Verordening beslistermijn schulddienstverlening ISD Bollenstreek 2021
Verordening beslistermijn schulddienstverlening ISD Bollenstreek 2021
De raad van de gemeente Lisse;
Gelezen het voorstel van het dagelijks bestuur van de ISD Bollenstreek van 2 december 2020;
Gelet op de Gemeenschappelijke Regeling van de Intergemeentelijke Sociale Dienst Bollenstreek;
Gelet op artikel 4a, derde lid, van de Wet gemeentelijke schuldhulpverlening;
gezien het advies van de commissie Maatschappij en Financiën;
Artikel 1. Beslistermijn schulddienstverlening
De beschikking tot schuldhulpverlening of de afwijzing ervan, bedoeld in artikel 4a, eerste lid, van de Wet gemeentelijke schuldhulpverlening, wordt genomen binnen een termijn van 8 weken na de dag waarop het eerste gesprek, bedoeld in artikel 4, eerste lid, van die wet, heeft plaatsgevonden.
Toelichting op de Verordening beslistermijn schulddienstverlening ISD Bollenstreek 2021
De Verordening beslistermijn schulddienstverleninggeeft uitvoering aan artikel 4a, derde lid, van de Wet gemeentelijke schuldhulpverlening (hierna: wet), zoals deze met ingang van 1 januari 2021 zal gelden. Artikel 4a van de wet is ingevoerd bij Wet van 24 juni 2020 tot wijziging van de Wet gemeentelijke schuldhulpverlening ten behoeve van de uitwisseling van persoonsgegevens (Stb. 239).
Artikel 1. Beslistermijn schulddienstverlening
De wet regelt dat inwoners met problematische schulden bij gemeenten terecht kunnen voor onder meer advies, schuldbemiddeling of een saneringskrediet. Het uitgangspunt is dat schuldhulpverlening breed toegankelijk is. Daarbij is van belang dat het voor de inwoner duidelijk is binnen welke termijn na het eerste gesprek over de hulpvraag wordt besloten of diegene voor een schuldenregeling in aanmerking komt.
Om deze reden is bij de genoemde wetswijziging in navolging van het advies van de Nationale Ombudsman besloten een wettelijke termijn op te nemen waarbinnen de gemeente na het eerste gesprek over de hulpvraag moet besluiten of iemand voor een schuldenregeling in aanmerking komt. Niet alleen burgers dienen zich aan wettelijke termijnen te houden. Ook van een dienende overheid mag verwacht worden dat zij op een verzoek van een burger binnen een redelijke, door de raad in een gemeentelijke verordening vastgestelde, termijn reageert.

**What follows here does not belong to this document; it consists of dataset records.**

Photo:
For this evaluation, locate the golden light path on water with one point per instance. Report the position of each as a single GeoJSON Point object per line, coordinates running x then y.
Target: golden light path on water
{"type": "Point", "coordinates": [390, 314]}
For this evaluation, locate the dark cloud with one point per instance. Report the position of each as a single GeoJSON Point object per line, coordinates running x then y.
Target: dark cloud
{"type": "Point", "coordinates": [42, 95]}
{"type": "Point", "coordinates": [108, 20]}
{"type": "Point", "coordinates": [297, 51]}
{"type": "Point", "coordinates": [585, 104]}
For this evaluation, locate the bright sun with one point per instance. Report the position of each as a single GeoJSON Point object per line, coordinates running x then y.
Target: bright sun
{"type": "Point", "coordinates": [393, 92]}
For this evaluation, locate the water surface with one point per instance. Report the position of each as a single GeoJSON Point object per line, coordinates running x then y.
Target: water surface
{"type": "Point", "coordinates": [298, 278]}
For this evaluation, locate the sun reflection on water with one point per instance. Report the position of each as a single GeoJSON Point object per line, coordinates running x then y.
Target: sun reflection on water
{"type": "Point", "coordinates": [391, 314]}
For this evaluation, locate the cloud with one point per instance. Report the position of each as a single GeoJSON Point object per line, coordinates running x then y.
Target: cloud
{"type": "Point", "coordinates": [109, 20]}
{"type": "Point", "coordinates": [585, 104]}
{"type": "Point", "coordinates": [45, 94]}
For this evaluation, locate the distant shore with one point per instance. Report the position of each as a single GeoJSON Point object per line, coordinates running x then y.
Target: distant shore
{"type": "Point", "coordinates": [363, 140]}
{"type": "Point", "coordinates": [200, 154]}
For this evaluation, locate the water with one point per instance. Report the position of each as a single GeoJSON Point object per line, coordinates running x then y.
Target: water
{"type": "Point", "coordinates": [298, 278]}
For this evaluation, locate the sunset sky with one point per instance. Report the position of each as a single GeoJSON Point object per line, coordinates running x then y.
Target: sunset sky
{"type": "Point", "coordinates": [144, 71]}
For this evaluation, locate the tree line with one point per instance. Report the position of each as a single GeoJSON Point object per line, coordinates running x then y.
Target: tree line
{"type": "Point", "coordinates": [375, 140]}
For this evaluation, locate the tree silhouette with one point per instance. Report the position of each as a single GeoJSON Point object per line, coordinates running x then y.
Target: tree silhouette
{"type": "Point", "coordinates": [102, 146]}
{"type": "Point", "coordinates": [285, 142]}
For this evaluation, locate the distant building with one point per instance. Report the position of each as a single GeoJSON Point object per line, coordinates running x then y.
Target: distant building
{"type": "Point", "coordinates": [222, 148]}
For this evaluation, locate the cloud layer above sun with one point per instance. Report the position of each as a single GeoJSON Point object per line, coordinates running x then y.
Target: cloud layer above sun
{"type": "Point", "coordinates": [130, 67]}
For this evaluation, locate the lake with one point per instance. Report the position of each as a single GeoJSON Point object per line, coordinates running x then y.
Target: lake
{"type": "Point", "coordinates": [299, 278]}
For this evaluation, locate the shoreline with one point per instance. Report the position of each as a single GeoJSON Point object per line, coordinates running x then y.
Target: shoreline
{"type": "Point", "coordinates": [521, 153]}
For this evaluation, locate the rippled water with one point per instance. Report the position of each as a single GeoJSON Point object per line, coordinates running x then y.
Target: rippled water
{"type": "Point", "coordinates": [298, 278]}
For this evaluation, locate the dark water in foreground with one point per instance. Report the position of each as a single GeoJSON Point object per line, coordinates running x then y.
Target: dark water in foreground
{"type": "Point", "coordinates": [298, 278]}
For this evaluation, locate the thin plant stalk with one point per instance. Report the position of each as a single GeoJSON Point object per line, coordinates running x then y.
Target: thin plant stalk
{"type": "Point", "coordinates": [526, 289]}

Deze termijn mag volgens artikel 4a, derde lid, van de wet niet langer zijn dan acht weken. Dit is gelijk aan de maximale redelijke termijn die in artikel 4:13, tweede lid, van de Algemene wet bestuursrecht wordt gesteld. Een kortere beslistermijn vaststellen is wel toegestaan.
De beslistermijn is bepaald op 8 weken. Deze termijn is nodig om de kwaliteit en zorgvuldigheid van het besluit te waarborgen. Het is wettelijk verplicht dat het gesprek met de aanvrager plaatsvindt binnen 4 weken na de hulpvraag. In crisissituaties zal het eerste gesprek al binnen 3 dagen plaatsvinden. Binnen 8 weken na het eerste gesprek moet een beschikking worden afgegeven, tenzij de inwoner tijdens het gesprek zelf afgezien heeft van verdere schulddienstverlening.
Een termijn van 8 weken is nodig voor de zorgvuldige besluitvorming. De consulent moet namelijk diverse onderdelen nagaan waarvan het belangrijk is dat dit op een zorgvuldige wijze gebeurt. In het kort zal de consulent in het kader van ontzorgen zelf diverse gegevens voor de aanvrager moeten opvragen. Hiernaast kan het alsnog mogelijk zijn dat aanvullende informatie bij de aanvrager moet worden opgevraagd. De aanvrager moet ook een redelijke termijn krijgen om deze gegevens aan te leveren. De aanwezige informatie moet beoordeeld worden door de consulent. Als er geen uitsluitingsgrond van toepassing is, moet een plan van aanpak worden opgesteld (art. 4a lid 1 onder a Wgs). De inwoner zal dan een zorgvuldig tot stand gekomen besluit toegestuurd krijgen.
Het is wenselijk om de beslistermijn te evalueren. De Verordening beslistermijn schulddienstverlening bepaalt een nieuw vast te stellen termijn.